Screen Shot 2020-07-20 at 12 25 30 PM

But the Puerto Rico Department of Health daily PDF reports are available here:

And the July 19th report (which says "data until July 18" in the front page, a common source of confusion) says the number of confirmed cases was 3,791:

Screen Shot 2020-07-20 at 12 34 48 PM

As I've highlighted, 12,063 is the sum of confirmed + probable cases (which in Puerto Rico really means molecular test vs. antibody test).

I've looked also at time series files for municipalities of Puerto Rico and they're systematically making the same error.

CSSEGISandData commented 4 years ago

@sacundim The is described in the field descriptions in Readme in the data directory:

Confirmed: Confirmed cases include presumptive positive cases and probable cases, in accordance with CDC guidelines as of April 14.

sacundim commented 4 years ago

@CSSEGISandData I don't believe you're reading that April 14 guideline correctly. If it's the one midway through that link, it reads:

Confirmed & Probable Counts

As of April 14, 2020, CDC case counts and death counts include both confirmed and probable cases and deaths. This change was made to reflect an interim COVID-19 position statement issued by the Council for State and Territorial Epidemiologists on April 5, 2020. The position statement included a case definition and made COVID-19 a nationally notifiable disease. Nationally notifiable disease cases are voluntarily reported to CDC by jurisdictions.

A confirmed case or death is defined by meeting confirmatory laboratory evidence for COVID-19.

A probable case or death is defined by one of the following:

  • Meeting clinical criteria AND epidemiologic evidence with no confirmatory laboratory testing performed for COVID-19
  • Meeting presumptive laboratory evidence AND either clinical criteria OR epidemiologic evidence
  • Meeting vital records criteria with no confirmatory laboratory testing performed for COVID19

Not all jurisdictions report probable cases and deaths to CDC. When not available to CDC, it is noted as N/A.

Nowhere in there does it say that the sum of the confirmed and probable case counts should be labeled "Confirmed" as you do.
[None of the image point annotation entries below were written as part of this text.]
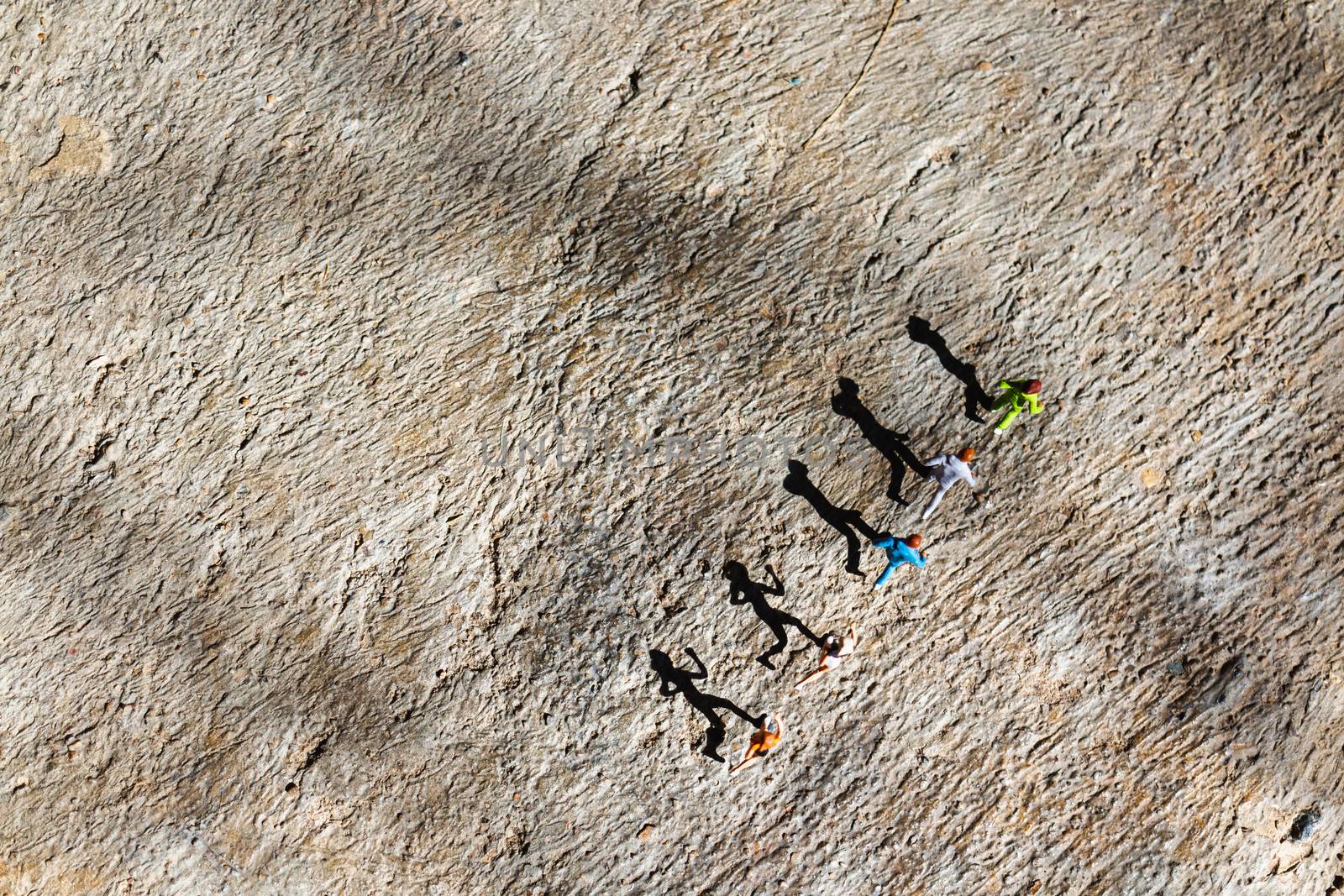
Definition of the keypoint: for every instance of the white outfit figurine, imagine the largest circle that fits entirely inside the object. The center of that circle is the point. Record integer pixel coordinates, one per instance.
(947, 470)
(833, 649)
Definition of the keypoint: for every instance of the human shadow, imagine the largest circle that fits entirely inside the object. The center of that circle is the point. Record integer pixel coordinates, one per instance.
(890, 443)
(843, 520)
(675, 680)
(743, 590)
(922, 331)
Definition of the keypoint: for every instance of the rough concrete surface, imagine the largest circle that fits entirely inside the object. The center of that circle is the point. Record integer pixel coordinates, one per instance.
(383, 382)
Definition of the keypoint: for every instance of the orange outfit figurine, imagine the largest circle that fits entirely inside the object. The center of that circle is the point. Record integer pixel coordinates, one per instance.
(764, 739)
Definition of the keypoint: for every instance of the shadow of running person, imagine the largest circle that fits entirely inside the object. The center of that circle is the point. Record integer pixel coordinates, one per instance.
(743, 590)
(891, 445)
(922, 331)
(844, 521)
(674, 681)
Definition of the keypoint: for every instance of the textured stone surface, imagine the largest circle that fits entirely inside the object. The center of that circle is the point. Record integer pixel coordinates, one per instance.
(281, 278)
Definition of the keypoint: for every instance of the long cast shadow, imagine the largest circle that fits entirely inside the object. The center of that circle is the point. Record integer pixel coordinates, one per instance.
(743, 590)
(846, 521)
(922, 331)
(890, 443)
(682, 681)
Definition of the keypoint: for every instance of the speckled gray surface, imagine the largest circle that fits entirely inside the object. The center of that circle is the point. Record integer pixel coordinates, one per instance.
(281, 281)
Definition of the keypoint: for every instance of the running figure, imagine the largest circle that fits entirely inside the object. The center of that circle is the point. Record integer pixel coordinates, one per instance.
(764, 739)
(947, 470)
(833, 649)
(1021, 396)
(900, 551)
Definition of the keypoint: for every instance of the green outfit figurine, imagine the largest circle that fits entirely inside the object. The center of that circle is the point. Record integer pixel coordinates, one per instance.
(1021, 396)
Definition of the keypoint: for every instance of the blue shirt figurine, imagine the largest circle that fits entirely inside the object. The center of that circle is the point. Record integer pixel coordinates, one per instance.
(900, 551)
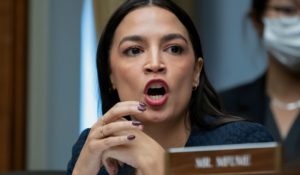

And if we look at the CDC's own "Cases in the U.S." page that your README links when it refers to that same policy in regard to deaths, the way the CDC actually reports Puerto Rico's numbers is not what you claim is their policy. They do "include both confirmed and probable cases," but by that they mean they the list both as separate figures that they label "Confirmed Cases" and "Probable Cases." In addition to that they include the sum of those, but that one they label "Total Cases":

Screen Shot 2020-07-20 at 11 43 17 PM

So I don't believe the policy that you refer to in fact supports your practice.